Setiap Agustus, kata “merdeka” kembali terasa dekat. Dalam kehidupan finansial, maknanya bukan sekadar memiliki banyak uang atau berhenti bekerja lebih cepat, melainkan mempunyai ruang untuk menentukan pilihan tanpa terus-menerus dibayangi tagihan dan kekhawatiran soal masa depan.
Masalahnya, kebutuhan finansial tidak berhenti ketika masa produktif berakhir. Badan Pusat Statistik (BPS) mencatat Umur Harapan Hidup saat lahir di Indonesia pada 2025 mencapai 74,47 tahun, naik 0,32 tahun dibandingkan tahun sebelumnya.

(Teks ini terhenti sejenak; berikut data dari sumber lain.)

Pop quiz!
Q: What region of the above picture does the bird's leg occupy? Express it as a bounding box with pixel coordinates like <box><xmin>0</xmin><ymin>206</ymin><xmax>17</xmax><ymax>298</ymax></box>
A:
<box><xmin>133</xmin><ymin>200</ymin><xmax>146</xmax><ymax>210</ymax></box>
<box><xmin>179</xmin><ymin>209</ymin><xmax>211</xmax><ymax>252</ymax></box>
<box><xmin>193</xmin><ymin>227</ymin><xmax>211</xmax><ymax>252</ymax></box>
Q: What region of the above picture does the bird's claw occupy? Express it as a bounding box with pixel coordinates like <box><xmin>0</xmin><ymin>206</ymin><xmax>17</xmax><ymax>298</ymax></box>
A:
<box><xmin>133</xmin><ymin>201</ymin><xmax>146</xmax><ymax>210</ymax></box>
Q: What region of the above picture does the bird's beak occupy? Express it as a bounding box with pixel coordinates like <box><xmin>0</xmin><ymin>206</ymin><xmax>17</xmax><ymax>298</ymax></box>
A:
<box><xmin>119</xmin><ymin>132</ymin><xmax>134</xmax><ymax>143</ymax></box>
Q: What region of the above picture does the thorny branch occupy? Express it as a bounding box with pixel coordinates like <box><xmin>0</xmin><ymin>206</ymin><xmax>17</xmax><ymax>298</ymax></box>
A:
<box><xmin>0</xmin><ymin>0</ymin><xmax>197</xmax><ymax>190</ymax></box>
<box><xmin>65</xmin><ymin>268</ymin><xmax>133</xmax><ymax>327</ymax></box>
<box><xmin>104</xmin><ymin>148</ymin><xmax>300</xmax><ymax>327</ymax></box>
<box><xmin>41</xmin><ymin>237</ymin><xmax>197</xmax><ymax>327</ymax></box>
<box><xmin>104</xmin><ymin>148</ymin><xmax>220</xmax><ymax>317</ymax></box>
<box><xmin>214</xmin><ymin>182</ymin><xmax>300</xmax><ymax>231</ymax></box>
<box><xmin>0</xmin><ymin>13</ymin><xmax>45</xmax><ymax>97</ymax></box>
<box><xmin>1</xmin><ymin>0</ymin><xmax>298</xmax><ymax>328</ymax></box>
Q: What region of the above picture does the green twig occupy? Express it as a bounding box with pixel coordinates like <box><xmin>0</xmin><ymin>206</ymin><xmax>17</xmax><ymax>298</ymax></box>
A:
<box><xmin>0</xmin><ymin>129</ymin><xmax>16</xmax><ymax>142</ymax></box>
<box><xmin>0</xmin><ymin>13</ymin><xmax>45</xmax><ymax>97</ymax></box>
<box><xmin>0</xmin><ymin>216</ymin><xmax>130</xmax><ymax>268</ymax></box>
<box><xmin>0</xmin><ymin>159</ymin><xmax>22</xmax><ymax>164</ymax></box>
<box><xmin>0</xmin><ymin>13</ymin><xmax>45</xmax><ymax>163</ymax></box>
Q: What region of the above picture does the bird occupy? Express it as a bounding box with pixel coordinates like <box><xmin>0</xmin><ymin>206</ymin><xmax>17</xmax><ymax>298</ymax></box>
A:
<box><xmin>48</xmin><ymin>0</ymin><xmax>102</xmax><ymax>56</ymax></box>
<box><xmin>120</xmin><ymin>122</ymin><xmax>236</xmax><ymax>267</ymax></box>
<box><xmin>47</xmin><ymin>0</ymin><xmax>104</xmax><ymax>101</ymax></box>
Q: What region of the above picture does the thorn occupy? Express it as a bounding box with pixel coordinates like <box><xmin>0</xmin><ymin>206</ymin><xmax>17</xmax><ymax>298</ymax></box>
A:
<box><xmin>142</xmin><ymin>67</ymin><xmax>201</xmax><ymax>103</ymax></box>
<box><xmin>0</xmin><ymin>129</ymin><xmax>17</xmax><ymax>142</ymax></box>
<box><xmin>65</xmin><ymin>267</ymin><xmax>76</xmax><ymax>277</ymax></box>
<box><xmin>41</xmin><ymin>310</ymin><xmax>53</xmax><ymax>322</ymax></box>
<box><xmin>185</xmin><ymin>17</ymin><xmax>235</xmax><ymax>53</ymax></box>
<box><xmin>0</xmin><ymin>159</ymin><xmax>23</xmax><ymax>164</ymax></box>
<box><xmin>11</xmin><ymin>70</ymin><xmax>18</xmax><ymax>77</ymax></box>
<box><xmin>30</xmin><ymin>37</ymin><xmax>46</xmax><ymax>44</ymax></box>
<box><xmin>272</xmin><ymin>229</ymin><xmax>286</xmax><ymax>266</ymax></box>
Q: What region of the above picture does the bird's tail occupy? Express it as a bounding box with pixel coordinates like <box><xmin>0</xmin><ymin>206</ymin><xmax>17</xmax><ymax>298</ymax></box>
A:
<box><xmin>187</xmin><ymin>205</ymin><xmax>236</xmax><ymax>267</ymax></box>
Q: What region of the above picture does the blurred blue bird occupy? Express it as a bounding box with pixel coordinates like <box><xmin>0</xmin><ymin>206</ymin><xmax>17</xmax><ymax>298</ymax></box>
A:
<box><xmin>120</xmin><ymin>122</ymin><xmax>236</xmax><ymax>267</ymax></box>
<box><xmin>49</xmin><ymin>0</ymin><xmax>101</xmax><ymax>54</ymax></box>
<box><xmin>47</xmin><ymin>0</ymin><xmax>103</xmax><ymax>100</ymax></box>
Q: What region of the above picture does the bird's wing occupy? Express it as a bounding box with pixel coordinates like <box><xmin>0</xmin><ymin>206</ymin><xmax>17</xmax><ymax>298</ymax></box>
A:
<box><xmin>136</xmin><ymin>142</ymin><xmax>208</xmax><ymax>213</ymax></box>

Artinya, perencanaan keuangan perlu melihat horizon yang cukup panjang, termasuk tahun-tahun setelah memasuki usia pensiun.
Di sisi lain, Survei Nasional Literasi dan Inklusi Keuangan (SNLIK) 2025 menunjukkan indeks literasi keuangan Indonesia sebesar 66,46%, sementara indeks inklusinya mencapai 80,51%. Akses terhadap layanan keuangan sudah semakin luas, tetapi kemampuan memahami dan mengelolanya belum selalu bergerak dengan kecepatan yang sama.
Karena itu, kemerdekaan finansial sebaiknya tidak diperlakukan sebagai satu angka yang berlaku untuk semua orang. Prioritas pada usia 40 tentu berbeda dengan usia 50 atau 60 tahun.
Memasuki usia 40-an, kehidupan finansial biasanya berada pada fase yang cukup padat. Cicilan rumah mungkin masih berjalan, biaya pendidikan anak meningkat, kebutuhan orang tua mulai bertambah, sementara persiapan masa pensiun juga tidak bisa terus ditunda.
Pada fase ini, langkah pertama adalah melihat arus kas secara utuh. Periksa berapa bagian pendapatan yang habis untuk kebutuhan rutin dan cicilan, berapa yang dapat disimpan, serta apakah dana darurat sudah cukup untuk menghadapi situasi tidak terduga.
Utang konsumtif juga mulai perlu dikurangi. Kenaikan pendapatan sebaiknya tidak seluruhnya berubah menjadi kenaikan gaya hidup karena usia 40-an masih memberi waktu untuk memperkuat aset sebelum memasuki masa pensiun.
Jika targetnya memiliki kondisi keuangan yang lebih mandiri pada usia 60, masih tersedia sekitar 20 tahun untuk membangun aset secara bertahap. Waktu yang panjang tersebut bisa menjadi keuntungan jika dimanfaatkan secara konsisten.
Memasuki usia 50-an, pendekatannya mulai berubah. Fokus tidak lagi hanya pada mengumpulkan aset sebanyak mungkin, tetapi juga memastikan aset yang sudah dibangun benar-benar mendukung kebutuhan di masa depan.
Mulailah menghitung kembali cicilan yang masih tersisa. Idealnya, semakin dekat dengan masa pensiun, ketergantungan terhadap utang semakin kecil sehingga penghasilan setelah pensiun tidak banyak terserap untuk kewajiban lama.
Likuiditas juga perlu diperhatikan. Tidak semua kekayaan harus tersimpan dalam aset yang sulit dicairkan, terutama karena kebutuhan kesehatan dan pengeluaran tidak terduga dapat meningkat seiring bertambahnya usia.
Jika berencana pensiun pada usia 60, seseorang yang berusia 50 tahun hanya memiliki sekitar satu dekade untuk menutup kekurangan pada rencana keuangannya. Karena waktunya lebih pendek, ruang untuk memperbaiki keputusan yang keliru juga semakin terbatas.
Pada usia 60, ukuran kemerdekaan finansial mulai terasa lebih konkret. Pertanyaannya bukan lagi sekadar berapa banyak aset yang dimiliki, tetapi apakah aset tersebut dapat menghasilkan atau menyediakan arus kas yang cukup untuk membiayai kehidupan.
Cek kembali kebutuhan bulanan, sumber pendapatan setelah pensiun, cicilan yang masih berjalan, biaya kesehatan, serta aset yang mudah dicairkan. Perencanaan juga perlu mempertimbangkan pasangan atau anggota keluarga yang masih bergantung secara finansial.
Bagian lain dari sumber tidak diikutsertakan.